Review Summary: “Not every band sounds their best on their first demo, you know, and it’s crazy how much it blew us up!” – Design the Skyline.
The image of Design the Skyline exploding is surely a concept many would revel in, but you could argue they definitely had the right publicity approach going into this game. When their demo single “Surrounded by Silence” was shamelessly supported by Victory Records in mid-May, the backlash was incredible, but comprehensible. It was like “Friday” went something-core in the backwoods, consequently making any listener want to be literally surrounded by perpetual silence. Is it possible that while Victory were proclaiming the septet’s boundary pushing significance, they had instead overstated it? Did the investment in the single and the subsequent public decree of epic-failure cause fallout at Victory headquarters? To briskly rectify the situation by having them record and release their rehabilitating debut in the short space of 3 months is the only conclusion that can describe the way
Nevaeh sounds. It’s a pure retreat from the jarring, uncompromising pile of junk they began with, in favour of musical conformity.

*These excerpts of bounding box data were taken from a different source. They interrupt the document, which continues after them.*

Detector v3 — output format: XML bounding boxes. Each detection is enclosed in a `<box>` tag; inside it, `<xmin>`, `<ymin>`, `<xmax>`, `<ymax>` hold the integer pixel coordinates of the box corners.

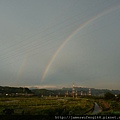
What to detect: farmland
<box><xmin>0</xmin><ymin>96</ymin><xmax>120</xmax><ymax>115</ymax></box>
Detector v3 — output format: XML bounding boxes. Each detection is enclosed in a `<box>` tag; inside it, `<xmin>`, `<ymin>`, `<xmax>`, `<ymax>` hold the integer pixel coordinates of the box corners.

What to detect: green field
<box><xmin>0</xmin><ymin>96</ymin><xmax>120</xmax><ymax>115</ymax></box>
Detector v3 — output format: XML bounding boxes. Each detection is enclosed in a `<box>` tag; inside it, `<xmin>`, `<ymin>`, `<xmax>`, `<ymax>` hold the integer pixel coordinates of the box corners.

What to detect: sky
<box><xmin>0</xmin><ymin>0</ymin><xmax>120</xmax><ymax>90</ymax></box>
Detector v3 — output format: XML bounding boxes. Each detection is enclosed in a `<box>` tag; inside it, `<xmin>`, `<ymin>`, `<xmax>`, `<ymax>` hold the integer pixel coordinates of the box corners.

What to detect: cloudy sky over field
<box><xmin>0</xmin><ymin>0</ymin><xmax>120</xmax><ymax>89</ymax></box>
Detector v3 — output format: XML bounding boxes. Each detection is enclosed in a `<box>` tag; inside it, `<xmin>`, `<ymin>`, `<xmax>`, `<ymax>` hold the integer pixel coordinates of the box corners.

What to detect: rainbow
<box><xmin>40</xmin><ymin>5</ymin><xmax>120</xmax><ymax>82</ymax></box>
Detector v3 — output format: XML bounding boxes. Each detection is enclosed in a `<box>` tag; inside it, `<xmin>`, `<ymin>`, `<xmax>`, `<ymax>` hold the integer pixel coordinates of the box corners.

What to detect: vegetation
<box><xmin>0</xmin><ymin>87</ymin><xmax>120</xmax><ymax>115</ymax></box>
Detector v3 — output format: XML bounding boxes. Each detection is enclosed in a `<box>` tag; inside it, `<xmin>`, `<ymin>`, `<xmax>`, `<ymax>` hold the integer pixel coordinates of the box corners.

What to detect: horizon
<box><xmin>0</xmin><ymin>0</ymin><xmax>120</xmax><ymax>89</ymax></box>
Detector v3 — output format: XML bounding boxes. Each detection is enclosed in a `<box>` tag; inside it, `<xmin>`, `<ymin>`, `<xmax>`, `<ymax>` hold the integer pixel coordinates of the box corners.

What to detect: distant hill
<box><xmin>31</xmin><ymin>87</ymin><xmax>120</xmax><ymax>96</ymax></box>
<box><xmin>62</xmin><ymin>87</ymin><xmax>120</xmax><ymax>96</ymax></box>
<box><xmin>0</xmin><ymin>86</ymin><xmax>32</xmax><ymax>94</ymax></box>
<box><xmin>0</xmin><ymin>86</ymin><xmax>120</xmax><ymax>96</ymax></box>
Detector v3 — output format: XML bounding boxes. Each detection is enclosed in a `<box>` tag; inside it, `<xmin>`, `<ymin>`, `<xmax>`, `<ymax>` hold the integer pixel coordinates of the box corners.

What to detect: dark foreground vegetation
<box><xmin>0</xmin><ymin>87</ymin><xmax>120</xmax><ymax>115</ymax></box>
<box><xmin>0</xmin><ymin>96</ymin><xmax>120</xmax><ymax>115</ymax></box>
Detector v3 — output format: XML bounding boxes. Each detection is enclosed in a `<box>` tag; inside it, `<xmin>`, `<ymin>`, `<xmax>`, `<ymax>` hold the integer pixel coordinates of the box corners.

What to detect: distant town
<box><xmin>0</xmin><ymin>83</ymin><xmax>120</xmax><ymax>98</ymax></box>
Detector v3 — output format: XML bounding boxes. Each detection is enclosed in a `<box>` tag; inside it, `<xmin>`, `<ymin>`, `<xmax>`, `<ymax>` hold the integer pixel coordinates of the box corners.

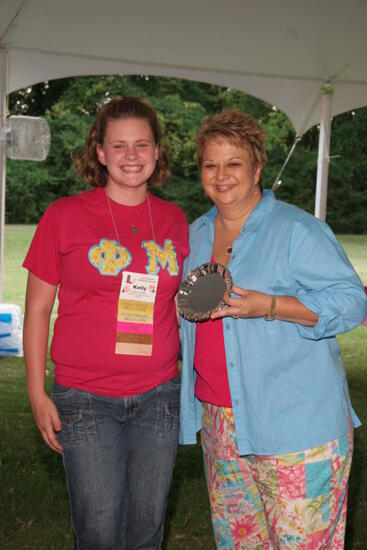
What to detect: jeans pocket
<box><xmin>155</xmin><ymin>376</ymin><xmax>181</xmax><ymax>434</ymax></box>
<box><xmin>51</xmin><ymin>386</ymin><xmax>97</xmax><ymax>448</ymax></box>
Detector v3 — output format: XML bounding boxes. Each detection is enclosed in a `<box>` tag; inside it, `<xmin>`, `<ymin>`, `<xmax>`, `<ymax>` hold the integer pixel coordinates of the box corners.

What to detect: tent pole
<box><xmin>0</xmin><ymin>48</ymin><xmax>8</xmax><ymax>303</ymax></box>
<box><xmin>315</xmin><ymin>84</ymin><xmax>334</xmax><ymax>221</ymax></box>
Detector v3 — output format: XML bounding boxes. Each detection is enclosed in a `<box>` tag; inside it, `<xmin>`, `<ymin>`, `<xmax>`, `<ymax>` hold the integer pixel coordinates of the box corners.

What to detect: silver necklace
<box><xmin>104</xmin><ymin>189</ymin><xmax>155</xmax><ymax>244</ymax></box>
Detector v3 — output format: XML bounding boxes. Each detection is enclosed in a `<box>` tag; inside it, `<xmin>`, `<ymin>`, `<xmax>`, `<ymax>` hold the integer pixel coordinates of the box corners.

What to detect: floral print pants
<box><xmin>201</xmin><ymin>404</ymin><xmax>353</xmax><ymax>550</ymax></box>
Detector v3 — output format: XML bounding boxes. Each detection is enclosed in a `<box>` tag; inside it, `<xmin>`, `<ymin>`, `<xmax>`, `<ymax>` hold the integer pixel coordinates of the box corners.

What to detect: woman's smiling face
<box><xmin>97</xmin><ymin>118</ymin><xmax>158</xmax><ymax>196</ymax></box>
<box><xmin>201</xmin><ymin>139</ymin><xmax>261</xmax><ymax>210</ymax></box>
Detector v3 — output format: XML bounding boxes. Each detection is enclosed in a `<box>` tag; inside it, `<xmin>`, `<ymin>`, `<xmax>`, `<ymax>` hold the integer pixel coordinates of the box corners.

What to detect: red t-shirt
<box><xmin>194</xmin><ymin>258</ymin><xmax>232</xmax><ymax>407</ymax></box>
<box><xmin>23</xmin><ymin>189</ymin><xmax>189</xmax><ymax>397</ymax></box>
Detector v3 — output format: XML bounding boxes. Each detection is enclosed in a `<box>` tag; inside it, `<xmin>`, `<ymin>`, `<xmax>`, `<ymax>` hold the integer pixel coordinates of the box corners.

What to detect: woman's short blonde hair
<box><xmin>74</xmin><ymin>96</ymin><xmax>170</xmax><ymax>187</ymax></box>
<box><xmin>196</xmin><ymin>109</ymin><xmax>267</xmax><ymax>186</ymax></box>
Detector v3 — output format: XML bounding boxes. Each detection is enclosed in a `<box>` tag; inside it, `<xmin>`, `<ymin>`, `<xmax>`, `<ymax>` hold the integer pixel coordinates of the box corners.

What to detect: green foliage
<box><xmin>6</xmin><ymin>75</ymin><xmax>367</xmax><ymax>233</ymax></box>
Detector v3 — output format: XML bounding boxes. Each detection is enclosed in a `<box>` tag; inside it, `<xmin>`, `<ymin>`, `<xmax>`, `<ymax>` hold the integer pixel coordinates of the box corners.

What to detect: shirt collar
<box><xmin>201</xmin><ymin>189</ymin><xmax>276</xmax><ymax>233</ymax></box>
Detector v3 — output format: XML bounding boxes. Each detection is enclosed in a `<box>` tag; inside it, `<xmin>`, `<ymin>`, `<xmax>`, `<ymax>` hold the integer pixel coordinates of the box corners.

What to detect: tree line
<box><xmin>6</xmin><ymin>75</ymin><xmax>367</xmax><ymax>233</ymax></box>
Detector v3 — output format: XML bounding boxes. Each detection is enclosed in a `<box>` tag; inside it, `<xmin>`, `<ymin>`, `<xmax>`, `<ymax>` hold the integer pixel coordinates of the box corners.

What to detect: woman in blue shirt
<box><xmin>181</xmin><ymin>110</ymin><xmax>366</xmax><ymax>549</ymax></box>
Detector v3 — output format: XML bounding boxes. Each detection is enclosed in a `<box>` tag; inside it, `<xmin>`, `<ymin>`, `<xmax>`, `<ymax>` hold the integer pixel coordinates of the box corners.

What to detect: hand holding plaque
<box><xmin>178</xmin><ymin>263</ymin><xmax>232</xmax><ymax>321</ymax></box>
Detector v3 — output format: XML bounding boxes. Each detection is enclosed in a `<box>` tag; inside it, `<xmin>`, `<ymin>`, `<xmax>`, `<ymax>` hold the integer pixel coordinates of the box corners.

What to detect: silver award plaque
<box><xmin>178</xmin><ymin>263</ymin><xmax>232</xmax><ymax>321</ymax></box>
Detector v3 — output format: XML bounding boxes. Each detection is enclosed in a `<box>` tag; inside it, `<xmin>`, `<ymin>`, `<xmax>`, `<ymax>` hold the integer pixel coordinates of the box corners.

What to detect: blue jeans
<box><xmin>51</xmin><ymin>376</ymin><xmax>180</xmax><ymax>550</ymax></box>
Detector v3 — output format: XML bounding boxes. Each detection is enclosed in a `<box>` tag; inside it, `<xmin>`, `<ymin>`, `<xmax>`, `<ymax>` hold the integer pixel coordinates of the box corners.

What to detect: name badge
<box><xmin>115</xmin><ymin>271</ymin><xmax>158</xmax><ymax>356</ymax></box>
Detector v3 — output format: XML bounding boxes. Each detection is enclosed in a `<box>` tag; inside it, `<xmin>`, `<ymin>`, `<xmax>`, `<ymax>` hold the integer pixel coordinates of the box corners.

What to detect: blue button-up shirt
<box><xmin>180</xmin><ymin>191</ymin><xmax>367</xmax><ymax>455</ymax></box>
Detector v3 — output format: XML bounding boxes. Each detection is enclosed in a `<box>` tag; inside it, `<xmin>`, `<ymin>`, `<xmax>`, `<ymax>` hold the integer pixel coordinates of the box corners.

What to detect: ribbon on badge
<box><xmin>115</xmin><ymin>271</ymin><xmax>158</xmax><ymax>356</ymax></box>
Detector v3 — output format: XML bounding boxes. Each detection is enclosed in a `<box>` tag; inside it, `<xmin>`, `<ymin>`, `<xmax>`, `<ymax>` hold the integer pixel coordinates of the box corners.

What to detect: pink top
<box><xmin>24</xmin><ymin>189</ymin><xmax>189</xmax><ymax>397</ymax></box>
<box><xmin>194</xmin><ymin>258</ymin><xmax>232</xmax><ymax>407</ymax></box>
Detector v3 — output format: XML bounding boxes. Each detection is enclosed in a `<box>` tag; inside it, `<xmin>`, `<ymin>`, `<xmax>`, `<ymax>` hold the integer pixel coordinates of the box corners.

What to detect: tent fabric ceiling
<box><xmin>0</xmin><ymin>0</ymin><xmax>367</xmax><ymax>134</ymax></box>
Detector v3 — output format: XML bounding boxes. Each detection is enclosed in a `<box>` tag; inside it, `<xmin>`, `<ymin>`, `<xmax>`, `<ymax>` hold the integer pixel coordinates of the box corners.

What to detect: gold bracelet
<box><xmin>264</xmin><ymin>296</ymin><xmax>276</xmax><ymax>321</ymax></box>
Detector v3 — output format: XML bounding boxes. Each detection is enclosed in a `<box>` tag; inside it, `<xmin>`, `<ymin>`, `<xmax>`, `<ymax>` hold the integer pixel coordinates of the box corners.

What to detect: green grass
<box><xmin>0</xmin><ymin>226</ymin><xmax>367</xmax><ymax>550</ymax></box>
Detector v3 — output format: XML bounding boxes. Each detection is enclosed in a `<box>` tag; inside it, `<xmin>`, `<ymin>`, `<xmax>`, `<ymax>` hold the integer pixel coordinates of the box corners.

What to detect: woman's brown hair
<box><xmin>74</xmin><ymin>96</ymin><xmax>170</xmax><ymax>187</ymax></box>
<box><xmin>196</xmin><ymin>109</ymin><xmax>267</xmax><ymax>190</ymax></box>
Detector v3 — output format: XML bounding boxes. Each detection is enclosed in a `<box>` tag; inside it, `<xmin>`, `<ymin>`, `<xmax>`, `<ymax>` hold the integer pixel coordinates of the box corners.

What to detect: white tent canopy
<box><xmin>0</xmin><ymin>0</ymin><xmax>367</xmax><ymax>299</ymax></box>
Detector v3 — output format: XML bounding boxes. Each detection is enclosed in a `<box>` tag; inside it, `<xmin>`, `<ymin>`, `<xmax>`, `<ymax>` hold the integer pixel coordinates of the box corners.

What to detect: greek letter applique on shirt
<box><xmin>88</xmin><ymin>239</ymin><xmax>131</xmax><ymax>277</ymax></box>
<box><xmin>141</xmin><ymin>239</ymin><xmax>179</xmax><ymax>276</ymax></box>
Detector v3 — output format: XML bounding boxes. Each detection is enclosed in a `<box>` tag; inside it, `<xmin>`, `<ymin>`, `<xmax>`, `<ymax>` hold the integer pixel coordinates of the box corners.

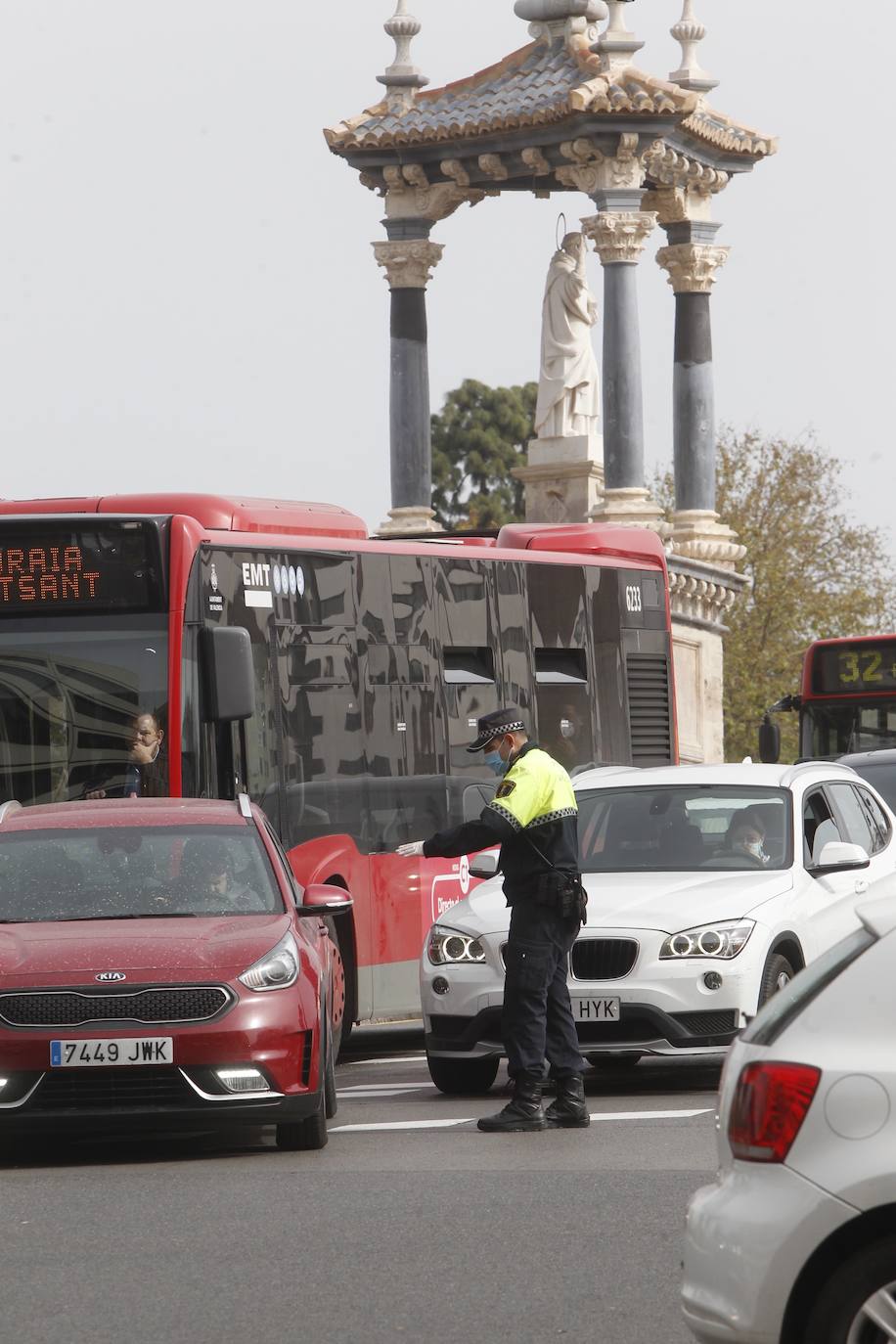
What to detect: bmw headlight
<box><xmin>426</xmin><ymin>924</ymin><xmax>485</xmax><ymax>966</ymax></box>
<box><xmin>659</xmin><ymin>919</ymin><xmax>756</xmax><ymax>961</ymax></box>
<box><xmin>238</xmin><ymin>933</ymin><xmax>298</xmax><ymax>991</ymax></box>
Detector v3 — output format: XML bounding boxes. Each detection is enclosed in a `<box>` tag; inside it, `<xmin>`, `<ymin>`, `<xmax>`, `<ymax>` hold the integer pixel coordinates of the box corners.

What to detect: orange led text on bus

Whether the above is due to label pressure, or community hostility is not really of major relevance, but it may offer insights. Throughout its succinct half hour, the band scatter their largely uninteresting now semi-disjointed melodies, alongside tried and tested electro-filled interludes that make your little cousin look like a Casio wizard, all while under some sort of duress from pretentious ideologies and themes – they are, after all, teetering across pubescence. Amongst these generic notions of inherent human hate during “Under the Blood Driven Moon” and world corruption in “Crystal Swords Kill the Hordes” the band blatantly displace a few instrumental distractions, which they’d have you call sundry. With tinges of (in the band’s own words)
Led Zeppelin and
The Doors, “Reverie’s” intro ironically does sound like
Black Sabbath’s “Solitude”, only a little more upbeat. Along with the electronic interlude of “Free for Infinity” and the acoustic conclusion of “Nevaeh” these three emplace the general concept of acoustic copout, even if they share some sense of melodic awareness in structure.
Nevaeh is neither
hilariously awful, nor amazingly good. In fact, considering where they began it’s rather imitative, leaving the resounding echoes of Daniel Garza’s appalling grunts as the only minor distinction. The band equally suffers from the same universe of diseases many other embryonic bands out of these microgenres have come to obliviously endure. But does this mean it’s a complete failure like their introduction was? Oddly,
Nevaeh’s saving grace are its occasional points of crude charm, like “Cybernetic Strawflower’s” catchy breakdown, or, “Destroyer’s” melo-death configuration. So if you were teething away waiting for an album to rock your socks off to while you post pumped profanities and auto-trolled your way into bandom, look elsewhere. It’s naive, even archaic, to surrender any sense of objectivity as a result of how badly Design the Skyline introduced themselves. Readers take heed; they can play their instruments, they’re just not so good at exploiting the potential.